The digital economy has been getting plenty of attention, with increasingly strong headlines offering apocalyptic in addition to breathtakingly exciting scenarios. Some warn of job losses resulting from automation, some wonder on the things digital technology can do. And then there’s real scepticism about whether it will translate into delivering to individuals who need it most.

With all of this discussion, nonetheless, there’s seldom a proof of what the digital economy actually is. What makes it different from the standard economy? Why we must always care about it?

The digital economy is a term that captures the impact of digital technology on patterns of production and consumption. This includes how goods and services are marketed, traded and paid for.

The term evolved from the Nineteen Nineties, when the main focus was on the impact of the web on the economy. This was prolonged to incorporate the emergence of recent forms of digitally-oriented firms and the production of recent technologies.

Today the term encompasses a dizzying array of technologies and their application. This includes artificial intelligence, the web of things, augmented and virtual reality, cloud computing, blockchain, robotics and autonomous vehicles.

The digital economy is now recognised to incorporate all parts of the economy that exploit technological change that results in markets, business models and day-to-day operations being transformed. So it covers all the pieces from traditional technology, media and telecoms sectors through to recent digital sectors. These include e-commerce, digital banking, and even “traditional” sectors like agriculture or mining or manufacturing which can be being affected by the applying of emerging technologies.

Understanding these dynamics has change into non-negotiable. The digital economy will, soon, change into the unusual economy because the uptake – and application – of digital technologies in every sector on the planet grows.

I even have been a part of a team of researchers taking a look at what this implies for a society like South Africa. In particular, we’ve been focused on taking a look at what the proliferation of the digital economy means for inclusion – ensuring that everybody can access it – and economic opportunities.

But step one was to get absolutely clarity on what this multifaceted phenomenon is.

The digital core

At the centre of the digital economy is a ‘digital core’. This includes the providers of physical technologies like semiconductors and processors, the devices they permit like computers and smartphones, the software and algorithms which run on them, and the enabling infrastructure these devices use just like the web and telecoms networks.

This is followed by ‘digital providers’. These are the parties that use these technologies to supply digital services like mobile payments, e-commerce platforms or machine learning solutions.
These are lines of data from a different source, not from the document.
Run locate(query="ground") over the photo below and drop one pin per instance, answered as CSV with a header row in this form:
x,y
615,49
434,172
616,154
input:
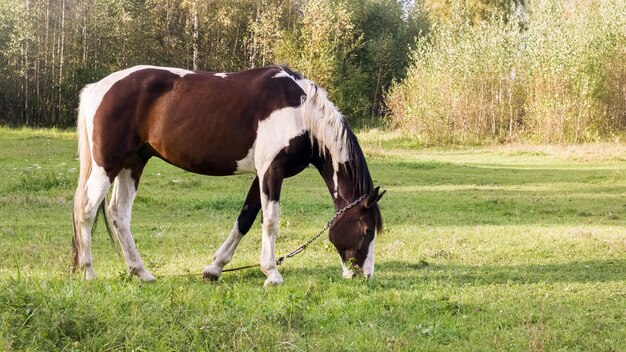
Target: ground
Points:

Lastly, there are the ‘digital applications’. This covers organisations that use the services of digital providers to remodel the best way they go about their business. Examples include virtual banks, digital media, and e-government services.

A concrete example helps paint the photographs. Consider a typical agriculture value chain: a smallholder farmer needs inputs (like financing) to provide after which sell crops to, say, processors or on to consumers. Today smallholders can obtain financing through their mobile phones from digital financial services providers slightly than physically visiting a bank. These digital financial services are in a position to assess the chance of lending to the farmer by constructing a profile using AI algorithms along side alternative data sets, reminiscent of cell phone usage or satellite farm imagery.

Then there are the mobile applications that might help farmers produce higher crops. They can provide advice on one of the best time for planting, soil quality and coping with pests. It implies that a farmer now not has to depend on face-to-face advice from friends or agro-dealers.

Another example within the agriculture arena is the power of farmers to rent tractors. Known as asset-sharing platforms, these enable farmers to realize access to a tractor they wouldn’t ordinarily give you the option to afford.

Digital versus traditional

So what makes the digital economy different to the standard economy?

Firstly, digital technologies allow firms to do their business in a different way in addition to more efficiently and cost-effectively. They also open up a number of recent possibilities. Take navigation apps. No team of individuals would ever give you the option to supply real time, traffic-aware navigation in the best way that smartphone apps do.

This implies that services will be offered to more consumers, particularly those that couldn’t be served before.

Secondly, these effects are giving rise to thoroughly recent market structures that remove, amongst other things, transaction costs in traditional markets. The best example of that is the rise of digital platforms reminiscent of Amazon, Uber and Airbnb. These firms connect market participants together in a virtual world. They reveal optimal prices and generate trust between strangers in recent ways.

Lastly, the digital economy is fuelled by – and generates – enormous amounts of knowledge. Traditionally once we made purchases in a brick-and-mortar store using money, no-one was keeping an account of our personal consumption or financial transactions on a big scale. Now, ordering online and paying electronically implies that a lot of our consumption and financial transactions generate electronic data which is recorded and held by someone.

The collation and evaluation of this data provides enormous opportunities – and risks – to remodel how a spread of economic activities are performed.

The digital economy is with us. Yet the boundaries between digital and traditional are blurring as technological change permeates every facet of of recent life. We all need to grasp the character of this transformation to give you the option to reply at every level: society, corporate and private.